It’s time for caution as bond yields reverse
Not really! Here’s where another hurdle in the process comes into the picture. The falling bond yields.
In the past few days, Silicon Valley Bank and two other banks have gone bust due to the steep increase in interest rates. Worldwide banking shares have witnessed sharp plunges on the street.
This has caused investors to take a flight of safety as they have flocked to the bond market resulting in high bond prices. Bond prices and yields are inversely correlated. The past week has seen an approximately 12% drop in the US 10-Year Government Bond Yield.
This is the biggest fall since the 2008 crisis, sending shivers down the spine. The economic and banking turmoil is enough to scare investors out of the equity market as evident in the recent fall of major indices.
This is where the FOMC meeting next week becomes even more interesting. The expectation for a rate hike has been revised from 50 bps to 25 bps post the Silicon Valley Bank collapse. The anticipation has deepened to no rate hikes as more banks collapsed.
Sharp falls in bond yields have led to sharp falls in equity markets too. You can notice the last two sharp falls in bond yields which coincided with sharp cuts in S&P 500.
Coming to Indian equity markets, they are expected to remain under pressure. If we take a look at the 200 weekly moving average of Nifty50, it is considerably lower compared to its stock price. The 200-Weekly Moving Average is close to 15,000 levels currently as against the Nifty50’s current market price of ~17,000 levels.
Every time the price has surged above the 200-Weekly Moving Average, it has come back to its mean. The pattern presents itself every few years where the price makes space from its mean. Eventually, it meets the average back with a heavy downfall.
The current situation of declining US bond yields could be a triggering point for the markets to revert back to their mean.
In the last couple of weeks, markets practically saw a one-sided selling activity which completely change the texture of the market sentiment to bearish. Nifty broke its past 7 weeks’ consolidation range and closed at 17,100 levels with a loss of 1.80% on the weekly closing basis.
The 50–week exponential moving average which was acting as a support level has been breached this week and the price closed well below its average. The trend looks negative as the momentum oscillator RSI (14) has broken below its previous support levels and presently reading in a lower low formation with a negative crossover on the cards.
The daily chart index has formed a bullish ABCD harmonic pattern at 16,850 levels and in addition, a positive divergence is also spotted which indicates the probability of bounce back at current levels.

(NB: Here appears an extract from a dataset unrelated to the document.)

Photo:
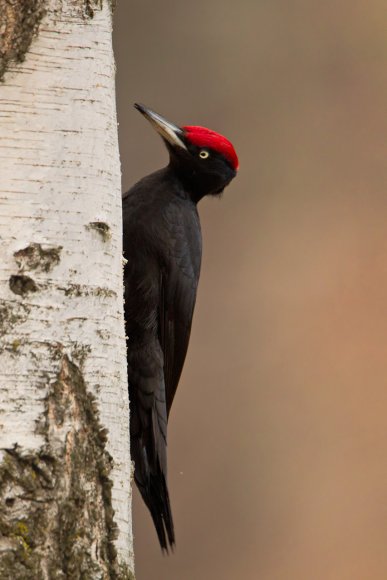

The bounce back can be short-lived as prices may face strong resistance at higher levels.
Technically the structure has turned bearish and Nifty stands at the strong polarity support of 16,800 – 16,750 levels, failing to hold which the index is likely to see a further correction towards 16,450 – 16,400 zones. Only a sustained close above the 17,300- 17,350 zone is likely to trigger bullish momentum toward 17,500 – 17,550 levels or even higher.
Expectations for the week
The coming week is scheduled to hold its first FOMC meeting after the collapse of three banks. While inflation saw a dip, it remained uncomfortably higher than the tolerance band. This has initially raised murmurs of a 50 bps rate hike, the current bank dynamics might change the same. Therefore, this meet will be closely watched as market participants try to read between the lines regarding inflation, GDP and unemployment. At the moment, global markets will continue to remain vulnerable to any macroeconomic shocks. Meanwhile, Indian markets, just like their global peers will trace the steps according to the global market scenario.